At least from my POV, I enjoy combat encounters. No doubt about it, one does not have to get into combat every single time, but doing so should not be punished with houserules.

Allowing the players more control over encounter circumstances is the opposite of hand holding. Hand holding is what the DM has to more of when he/she makes all of the encounter circumstance decisions.
 

Have you ever wondered why D&D is one of the only few non-humor RPGs out there which even has a hardcoded and easy way to revive dead characters?
Why is this even necessary?
 

Have you ever wondered why D&D is one of the only few non-humor RPGs out there which even has a hardcoded and easy way to revive dead characters?
Why is this even necessary?

Pretty much every popular RPG has a way to do this. Probably because people enjoy their characters and would rather continue to play the one they already have rather than roll up a new one they have no attachment to.
 

Pretty much every popular RPG has a way to do this. Probably because people enjoy their characters and would rather continue to play the one they already have rather than roll up a new one they have no attachment to.
Would you please name a few non D&D spinoff rpgs that do that? Because no other system I am aware off, be it World of Darkness, Shadowrun, Traveller or the Warhammer 40k rpgs have that.
 


Would you please name a few non D&D spinoff rpgs that do that? Because no other system I am aware off, be it World of Darkness, Shadowrun, Traveller or the Warhammer 40k rpgs have that.

Earthdawn, Savage Worlds Fantasy, in Shadowrun there are clones and super platinum doc wagon contracts that revivify you multiple times a year, Paranoia, transhumanism Sci-Fi rpgs basicly just have disposable bodies.

The trope of coming back to life is popular in modern supernatural stories also, Buff, Harry Potter, Supernatural, and Dresden Files.

In comic books it is very common for the superheroes to die and come back again.

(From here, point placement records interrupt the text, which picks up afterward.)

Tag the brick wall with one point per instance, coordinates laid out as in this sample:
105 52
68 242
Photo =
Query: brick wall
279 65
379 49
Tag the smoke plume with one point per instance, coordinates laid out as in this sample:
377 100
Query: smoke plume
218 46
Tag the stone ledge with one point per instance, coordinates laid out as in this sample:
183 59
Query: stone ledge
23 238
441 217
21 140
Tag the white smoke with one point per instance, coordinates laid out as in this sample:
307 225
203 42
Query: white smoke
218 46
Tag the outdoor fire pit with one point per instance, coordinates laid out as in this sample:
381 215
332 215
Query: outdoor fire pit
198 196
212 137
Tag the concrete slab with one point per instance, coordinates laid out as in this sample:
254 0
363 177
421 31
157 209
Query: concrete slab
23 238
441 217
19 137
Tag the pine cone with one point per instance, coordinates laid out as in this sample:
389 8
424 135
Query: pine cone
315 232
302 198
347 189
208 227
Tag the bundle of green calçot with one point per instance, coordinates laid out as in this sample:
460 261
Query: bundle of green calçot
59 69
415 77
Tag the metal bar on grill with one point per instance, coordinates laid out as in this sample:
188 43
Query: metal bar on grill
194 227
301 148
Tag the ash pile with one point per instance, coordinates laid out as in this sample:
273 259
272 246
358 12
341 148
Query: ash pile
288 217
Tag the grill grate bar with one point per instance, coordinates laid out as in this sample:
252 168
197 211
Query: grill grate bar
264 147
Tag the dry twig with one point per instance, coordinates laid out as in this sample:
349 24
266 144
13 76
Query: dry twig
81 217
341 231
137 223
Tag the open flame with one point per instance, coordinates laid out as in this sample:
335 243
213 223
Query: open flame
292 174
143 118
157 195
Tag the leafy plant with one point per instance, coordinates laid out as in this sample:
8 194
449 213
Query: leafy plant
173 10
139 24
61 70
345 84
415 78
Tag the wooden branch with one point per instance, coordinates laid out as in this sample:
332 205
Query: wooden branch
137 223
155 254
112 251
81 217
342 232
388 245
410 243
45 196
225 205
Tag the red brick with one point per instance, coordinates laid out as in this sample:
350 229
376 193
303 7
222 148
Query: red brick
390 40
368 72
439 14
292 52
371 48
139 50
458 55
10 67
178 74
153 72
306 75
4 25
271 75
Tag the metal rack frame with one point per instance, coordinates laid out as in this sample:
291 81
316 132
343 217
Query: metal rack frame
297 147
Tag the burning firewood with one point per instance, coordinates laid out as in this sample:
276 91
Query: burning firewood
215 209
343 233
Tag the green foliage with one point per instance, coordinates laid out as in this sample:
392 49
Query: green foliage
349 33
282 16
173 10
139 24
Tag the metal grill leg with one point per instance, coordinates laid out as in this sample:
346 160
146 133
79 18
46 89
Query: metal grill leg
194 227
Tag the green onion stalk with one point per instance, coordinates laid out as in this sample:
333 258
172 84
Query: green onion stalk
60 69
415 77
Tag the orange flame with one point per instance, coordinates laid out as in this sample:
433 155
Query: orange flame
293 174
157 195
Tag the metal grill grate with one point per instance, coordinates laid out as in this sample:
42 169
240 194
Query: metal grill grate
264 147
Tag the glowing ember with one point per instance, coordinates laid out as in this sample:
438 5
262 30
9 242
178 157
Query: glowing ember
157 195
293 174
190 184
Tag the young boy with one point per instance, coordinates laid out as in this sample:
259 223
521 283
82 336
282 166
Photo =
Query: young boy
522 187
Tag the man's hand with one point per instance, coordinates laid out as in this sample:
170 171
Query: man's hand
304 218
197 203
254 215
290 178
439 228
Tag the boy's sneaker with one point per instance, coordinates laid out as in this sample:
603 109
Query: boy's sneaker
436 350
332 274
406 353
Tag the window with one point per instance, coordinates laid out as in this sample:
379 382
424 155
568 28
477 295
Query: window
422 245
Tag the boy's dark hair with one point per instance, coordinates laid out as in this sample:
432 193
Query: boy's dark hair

Here is the TV Tropes page link http://tvtropes.org/pmwiki/pmwiki.php/Main/BackFromTheDead

I admit D&D is the major rpg where death is trivialized, but it exists in other games and plenty of other stories.
 

You raise an interesting question; are the rules primarily written for organized play, or should the organized playing be based on the ordinary rules?

that's two, only tangentially related questions...
1) are the rules based upon organized play or at-home play
2) should the rules be based upon organized play or at-home play

I think in both cases, the answer is "Organized play".

See, at home play is always going to be all over them map, due to house-rules, bull-headedness, willful misinterpretations, accidental misinterpretations, and 3rd party supplements.

Organized play, however, has no provision for house-rules, nor for 3rd party supplements. Therefore, it needs to be played closer to the rules simply to preserve the experience. And that is easiest if the rules are written to directly support organized play.
 

Earthdawn, Savage Worlds Fantasy, in Shadowrun there are clones and super platinum doc wagon contracts that revivify you multiple times a year, Paranoia, transhumanism Sci-Fi rpgs basicly just have disposable bodies.

The trope of coming back to life is popular in modern supernatural stories also, Buff, Harry Potter, Supernatural, and Dresden Files.

In comic books it is very common for the superheroes to die and come back again.

Here is the TV Tropes page link http://tvtropes.org/pmwiki/pmwiki.php/Main/BackFromTheDead

I admit D&D is the major rpg where death is trivialized, but it exists in other games and plenty of other stories.

There is no return from the dead in Shadowrun. Even a platinum contract can't save you in Corp territory or when blown up by a Panther or worse.
And I do not have played the Harry Potter rpg, but isn't according to the lore bringing back the death one of the things magic can't do except with an artifact which doesn't give you really desireable results anyway?
I count Paranoia to the above mentioned humor rpgs

The list of Rpgs which allow a dead character to return is quite small and from what is left the ones which make it as easy as in D&D is another small fraction (mostly only the transhumanist rpgs were this is a core part of the setting)

So why does D&D need such lax "return from the death" rules or needs them at all?